Sur l’acquisition de la clause résolutoire:
Attendu qu’un commandement de payer la somme de 3340,39€ a été délivré le 25 janvier 2024; que cet acte qui rappelait tant l’article 24 de la loi du 6 juillet 1989 et l’article 6 de la loi du 31 mai 1990 que la clause résolutoire insérée dans le bail est resté sans effets; qu’aucun paiement intégral n’est intervenu et qu’aucune demande de délais n’a été formulée dans le délai de 6 semaines imparti, qu’en conséquence la clause résolutoire doit être regardée comme ayant été acquise le 1er mars 2024 et l’expulsion ordonnée; qu’il n’y a pas lieu cependant de supprimer le délai de deux mois prévu à l’article L.412-1 du Code des procédures civiles d’exécution, afin de permettre au défendeur d’entamer des démarches pour se reloger.
Sur la fixation d’une indemnité compensatoire:
Attendu que l’occupation sans titre des locaux du bailleur justifie la fixation d’une indemnité d’occupation d’un montant égal au loyers majoré des charges récupérables; qu’il convient de condamner M. [M] à son paiement à compter du 1er mars 2024, date d’acquisition de la clause résolutoire.
Sur la demande d’exécution provisoire:
Attendu qu’il y a lieu de rappeler que la présente décision est exécutoire à titre provisoire par application des dispositions de l’article 514 du Code de procédure civile.

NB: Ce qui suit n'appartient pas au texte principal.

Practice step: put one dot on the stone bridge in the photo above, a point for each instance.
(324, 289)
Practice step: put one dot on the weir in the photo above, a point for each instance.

Décision du 02 septembre 2024
PCP JCP ACR fond - N° RG 24/04858 - N° Portalis 352J-W-B7I-C43B2
Sur la demande fondée sur l’article 700 du c.p.c.:
Attendu qu’il y a lieu de condamner M. [M] à payer au demandeur une somme de 350€ en application de l’article 700 du Code de Procédure Civile.
Sur les dépens:
Attendu que M. [M] succombe à la procédure; qu’il sera condamné aux entiers dépens en application de l’article 696 du Code de Procédure Civile, en ce compris notamment le coût des deux commandements de payer du 25 janvier 2024.
PAR CES MOTIFS:
Le Tribunal, statuant publiquement, en premier ressort et par jugement contradictoire, mis à disposition au greffe;
Condamne M. [N] [M] à payer à ICF LA SABLIERE la somme de 4160,07€ au titre des loyers, charges et indemnités d’occupation impayés au mois de juin 2024 inclus, avec intérêts au taux légal sur la somme de 3340,39€ à compter du 25 janvier 2024, et pour le surplus à compter de la présente décision.
Fixe l'indemnité d’occupation due à une somme égale au loyer actualisé, majoré des charges récupérables dûment justifiées.
Condamne M. [M] à payer à ICF LA SABLIERE l’indemnité mensuelle d’occupation précitée, à compter du 1er mars 2024, jusqu’à la libération effective des lieux.
Constate l’acquisition de la clause résolutoire pour chaque bail, à compter du 1er mars 2024 et dit que M. [M] devra libérer les lieux de tous biens ou occupants de son chef et rendre les clés dans les 2 mois à compter du commandement qui sera adressé à cette fin ou de la signification du présent jugement.
Dit qu’à défaut d’un départ volontaire il pourra être procédé à l’expulsion, le cas échéant avec le concours de la force publique dans les conditions et délais légaux.
Condamne M. [M] à payer à ICF LA SABLIEREla somme de 350€ en application de l’article 700 du Code de Procédure Civile.
Condamne M. [M] aux entiers dépens qui comprendront notamment le coût des deux commandements de payer du 25 janvier 2024.
Déboute les parties du surplus de leurs demandes.
Rappelle que la présente décision est exécutoire à titre provisoire par application des dispositions de l’article 514 du Code de procédure civile.